Dear colleagues,
I am searching for advice on verifying whether my protein has D1 or D2 symmetry. X-ray data suggests D2 (a squarish shape - dimer of dimers, maybe), but the images and ab initio reconstructions leave me uncertain.
Could you share experience or recommend reliable image processing methods to confirm D2 versus D1 symmetry?
Kind regards,
Dmitry
In cases like these, I usually do everything in C1 to see what resolutions I can get to, then start testing different symmetries - it’s usually pretty easy to see what sort of symmetry should be applied, and if increasing too high it’s fairly normal for the map to start looking really messed up. So try both, and see if one or other map looks broken.
Beware, too, pseudosymmetry! We collected a dataset last week which looks like it should be D5, but has an asymmetric core which gets absolutely wrecked when any symmetry is imposed.
Thank you very much, @rbs_sci, for your excellent suggestions and prompt response! I should have mentioned earlier that I’ve already tried C1, D1, D2, as well as refinements and following comparisons, including D2 pseudosymmetry. The pseudo-D2 seems more natural, although, as expected, it’s a bit lower in resolution than pure D2.
I was wondering if there might be an algorithmic decision tree—including a symmetry-defining tool (as the one existing for helical analysis) — that could help analyze (pseudo)symmetrical maps (in future developments of CryoSparc maybe?). Running through such a sequence could provide clear proof that the algorithm can reliably distinguish between all possible options, including pseudo-symmetrical ones.

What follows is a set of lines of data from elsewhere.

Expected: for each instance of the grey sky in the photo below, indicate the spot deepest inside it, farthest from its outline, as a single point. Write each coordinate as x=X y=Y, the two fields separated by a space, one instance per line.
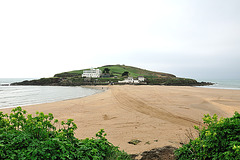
x=197 y=39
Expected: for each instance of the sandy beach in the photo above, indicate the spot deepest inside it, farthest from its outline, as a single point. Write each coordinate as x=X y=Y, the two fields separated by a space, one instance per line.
x=155 y=115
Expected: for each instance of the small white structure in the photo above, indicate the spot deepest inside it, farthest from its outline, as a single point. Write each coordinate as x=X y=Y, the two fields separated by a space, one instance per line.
x=129 y=80
x=92 y=73
x=141 y=78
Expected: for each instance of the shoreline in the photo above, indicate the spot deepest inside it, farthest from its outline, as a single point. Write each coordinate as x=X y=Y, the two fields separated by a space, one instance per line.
x=156 y=115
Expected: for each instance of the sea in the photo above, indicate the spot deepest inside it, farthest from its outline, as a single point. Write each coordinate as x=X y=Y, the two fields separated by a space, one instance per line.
x=233 y=84
x=14 y=96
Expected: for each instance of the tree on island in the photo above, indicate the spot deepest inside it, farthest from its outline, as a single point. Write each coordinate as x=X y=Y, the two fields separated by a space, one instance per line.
x=106 y=70
x=126 y=73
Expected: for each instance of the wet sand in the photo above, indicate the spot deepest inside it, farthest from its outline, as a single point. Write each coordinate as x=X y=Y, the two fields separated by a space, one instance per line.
x=155 y=115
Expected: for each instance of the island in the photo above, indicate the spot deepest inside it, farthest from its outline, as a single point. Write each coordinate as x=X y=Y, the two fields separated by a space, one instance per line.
x=113 y=75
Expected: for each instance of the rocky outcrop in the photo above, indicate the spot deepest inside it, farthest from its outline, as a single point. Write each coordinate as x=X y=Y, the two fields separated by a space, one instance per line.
x=164 y=153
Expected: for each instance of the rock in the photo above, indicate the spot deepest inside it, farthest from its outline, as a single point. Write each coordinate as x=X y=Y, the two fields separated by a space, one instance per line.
x=164 y=153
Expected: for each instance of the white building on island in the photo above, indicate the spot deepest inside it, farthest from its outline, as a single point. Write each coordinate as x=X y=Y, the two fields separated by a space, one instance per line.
x=92 y=73
x=129 y=80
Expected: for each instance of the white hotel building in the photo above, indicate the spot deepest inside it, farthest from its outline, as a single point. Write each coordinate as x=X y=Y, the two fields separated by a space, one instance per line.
x=92 y=73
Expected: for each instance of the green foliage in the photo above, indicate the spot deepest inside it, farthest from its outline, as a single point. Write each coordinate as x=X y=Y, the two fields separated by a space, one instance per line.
x=125 y=74
x=219 y=140
x=172 y=81
x=37 y=137
x=106 y=70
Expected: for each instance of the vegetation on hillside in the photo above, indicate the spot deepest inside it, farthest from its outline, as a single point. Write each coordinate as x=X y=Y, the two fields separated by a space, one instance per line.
x=118 y=70
x=43 y=137
x=220 y=139
x=111 y=75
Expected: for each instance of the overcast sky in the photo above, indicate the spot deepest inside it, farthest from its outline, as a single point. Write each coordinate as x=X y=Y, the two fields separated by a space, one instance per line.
x=189 y=38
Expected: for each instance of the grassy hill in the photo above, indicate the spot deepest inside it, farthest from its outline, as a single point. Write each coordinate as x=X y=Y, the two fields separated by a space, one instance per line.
x=117 y=70
x=74 y=78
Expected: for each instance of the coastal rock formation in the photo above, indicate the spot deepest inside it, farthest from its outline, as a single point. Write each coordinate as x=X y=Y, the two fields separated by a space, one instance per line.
x=164 y=153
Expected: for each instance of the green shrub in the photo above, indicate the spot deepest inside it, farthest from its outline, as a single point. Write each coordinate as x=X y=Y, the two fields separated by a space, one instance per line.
x=220 y=139
x=28 y=137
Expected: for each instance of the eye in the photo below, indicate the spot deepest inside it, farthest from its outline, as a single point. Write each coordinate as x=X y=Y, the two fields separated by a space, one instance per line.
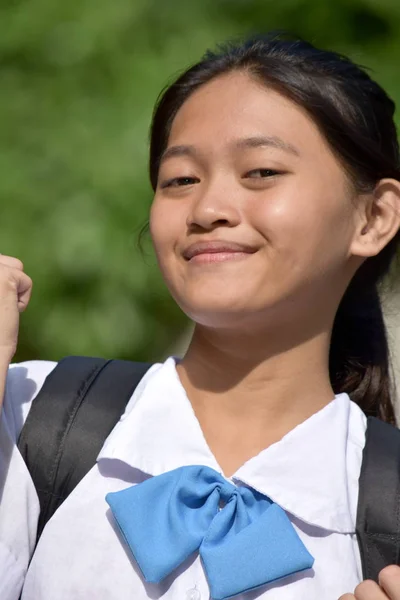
x=261 y=173
x=179 y=182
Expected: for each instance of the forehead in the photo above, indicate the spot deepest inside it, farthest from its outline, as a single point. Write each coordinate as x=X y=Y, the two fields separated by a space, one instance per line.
x=234 y=106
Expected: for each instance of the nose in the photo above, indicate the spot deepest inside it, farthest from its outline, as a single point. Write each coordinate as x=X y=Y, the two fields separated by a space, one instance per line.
x=213 y=207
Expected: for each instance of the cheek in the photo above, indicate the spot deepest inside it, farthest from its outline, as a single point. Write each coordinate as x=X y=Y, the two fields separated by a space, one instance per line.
x=166 y=224
x=305 y=224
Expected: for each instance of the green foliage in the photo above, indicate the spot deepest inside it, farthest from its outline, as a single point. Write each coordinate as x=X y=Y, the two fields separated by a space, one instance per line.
x=78 y=85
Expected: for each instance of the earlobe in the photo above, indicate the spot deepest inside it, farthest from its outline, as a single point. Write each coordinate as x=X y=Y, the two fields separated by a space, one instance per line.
x=380 y=219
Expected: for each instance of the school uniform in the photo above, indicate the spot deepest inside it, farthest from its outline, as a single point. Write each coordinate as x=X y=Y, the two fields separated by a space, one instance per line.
x=312 y=474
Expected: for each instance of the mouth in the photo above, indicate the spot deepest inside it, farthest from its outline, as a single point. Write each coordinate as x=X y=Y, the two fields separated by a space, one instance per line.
x=217 y=251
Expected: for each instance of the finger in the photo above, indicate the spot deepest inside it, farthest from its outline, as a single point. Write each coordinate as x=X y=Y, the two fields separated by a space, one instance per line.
x=12 y=262
x=369 y=590
x=389 y=580
x=24 y=292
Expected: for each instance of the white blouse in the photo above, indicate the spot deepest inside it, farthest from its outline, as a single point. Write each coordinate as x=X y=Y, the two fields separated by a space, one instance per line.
x=312 y=473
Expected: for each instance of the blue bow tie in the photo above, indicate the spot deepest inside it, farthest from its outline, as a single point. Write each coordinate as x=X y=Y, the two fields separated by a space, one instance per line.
x=244 y=539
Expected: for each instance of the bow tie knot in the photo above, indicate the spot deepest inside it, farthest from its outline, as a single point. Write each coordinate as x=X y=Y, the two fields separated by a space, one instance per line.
x=243 y=538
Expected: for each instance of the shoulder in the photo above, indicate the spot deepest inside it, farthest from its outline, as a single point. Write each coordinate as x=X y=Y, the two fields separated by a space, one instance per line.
x=24 y=381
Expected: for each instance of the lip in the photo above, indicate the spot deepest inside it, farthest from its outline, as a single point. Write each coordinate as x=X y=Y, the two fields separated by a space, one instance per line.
x=217 y=251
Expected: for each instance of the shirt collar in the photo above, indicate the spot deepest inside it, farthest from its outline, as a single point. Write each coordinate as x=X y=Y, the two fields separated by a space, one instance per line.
x=308 y=472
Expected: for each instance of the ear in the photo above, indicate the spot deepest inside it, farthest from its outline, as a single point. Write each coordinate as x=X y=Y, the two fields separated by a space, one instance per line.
x=378 y=219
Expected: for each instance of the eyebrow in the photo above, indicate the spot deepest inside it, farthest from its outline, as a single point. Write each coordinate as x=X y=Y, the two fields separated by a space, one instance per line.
x=242 y=144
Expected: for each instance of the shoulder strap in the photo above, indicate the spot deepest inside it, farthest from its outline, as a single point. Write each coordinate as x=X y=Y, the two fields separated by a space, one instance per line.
x=378 y=513
x=78 y=406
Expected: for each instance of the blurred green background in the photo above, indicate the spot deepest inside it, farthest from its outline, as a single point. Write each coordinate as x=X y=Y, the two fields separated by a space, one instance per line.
x=78 y=83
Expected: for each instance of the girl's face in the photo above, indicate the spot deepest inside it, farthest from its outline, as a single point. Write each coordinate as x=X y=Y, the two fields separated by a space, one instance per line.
x=253 y=217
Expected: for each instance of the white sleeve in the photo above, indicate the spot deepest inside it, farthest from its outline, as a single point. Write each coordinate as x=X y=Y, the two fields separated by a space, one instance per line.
x=19 y=504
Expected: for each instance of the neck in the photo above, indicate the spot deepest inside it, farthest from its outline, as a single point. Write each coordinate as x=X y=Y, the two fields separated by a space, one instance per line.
x=258 y=388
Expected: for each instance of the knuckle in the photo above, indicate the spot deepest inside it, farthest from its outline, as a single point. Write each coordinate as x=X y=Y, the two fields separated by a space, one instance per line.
x=365 y=587
x=18 y=264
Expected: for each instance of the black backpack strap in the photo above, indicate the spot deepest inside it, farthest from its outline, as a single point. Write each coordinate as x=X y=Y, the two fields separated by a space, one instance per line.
x=78 y=406
x=378 y=513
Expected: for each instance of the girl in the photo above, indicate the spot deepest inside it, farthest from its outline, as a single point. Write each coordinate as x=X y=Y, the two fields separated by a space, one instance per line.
x=234 y=472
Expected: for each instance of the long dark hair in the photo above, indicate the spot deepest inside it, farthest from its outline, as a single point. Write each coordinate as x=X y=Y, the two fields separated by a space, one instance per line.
x=356 y=116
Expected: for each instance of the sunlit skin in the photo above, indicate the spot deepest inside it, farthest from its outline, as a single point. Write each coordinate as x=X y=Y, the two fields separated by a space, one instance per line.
x=246 y=165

Thanks again—I’m glad my approach aligns with your recommendations! 
Kind regards,
Dmitry
The problem with trying to automate symmetric processing it is that automation is pretty bad at (quickly) figuring out the “quality” of the map - something which is immediately evident with a simple eyes-on check to a user. At least unless it spends a lot of time on it.
A “simple” check would be final resolution (likely also including cFSCs), which may or may not get better or worse as higher symmetries are imposed (see also my recent post about poor alignment of initial models messing up results). If imposing a wrong symmetry and the resolution gets worse, then the program may interpret that correctly (symmetry wrong) but if resolution improves but map quality worsens, it may interpret that incorrectly as the “correct” symmetry.
A more in-depth automated assessment might include, at least how I imagine it, Model-Angelo de novo model building into each map (with both hands), with and without sequence, which could them be assessed for, e.g. number of chains built, length of chains, how similar the chains are (effectively Chimera’s MatchMaker followed by an RMSD check/report). The idea being that a C4 or D2 symmetric protein would have four chains with low RMSD, C2/D1 would have pairs of chains with low RMSD but incorrect pairs would be high RMSD. The issue there is that would take a fair while even for smaller maps… for larger maps/volumes or those with many chains that will take a very long time! And to be truly automated it would need to try all symmetries you would need some way of telling it “Stop! Don’t try any higher symmetries!” or “only try these symmetries” (which removes a large part of the automation). Further, chain checks on complex structures (e.g. photosystems) might get the algorithm confused if too many mismatches, so how the chain checks were implemented would have to be done very carefully…
To do fully automated symmetry searching reliably, the map would also have to be rather high quality even with no symmetry imposition… I’m sure it’ll be solved in the future, but it would still be an assistant, rather than a replacement for the researcher.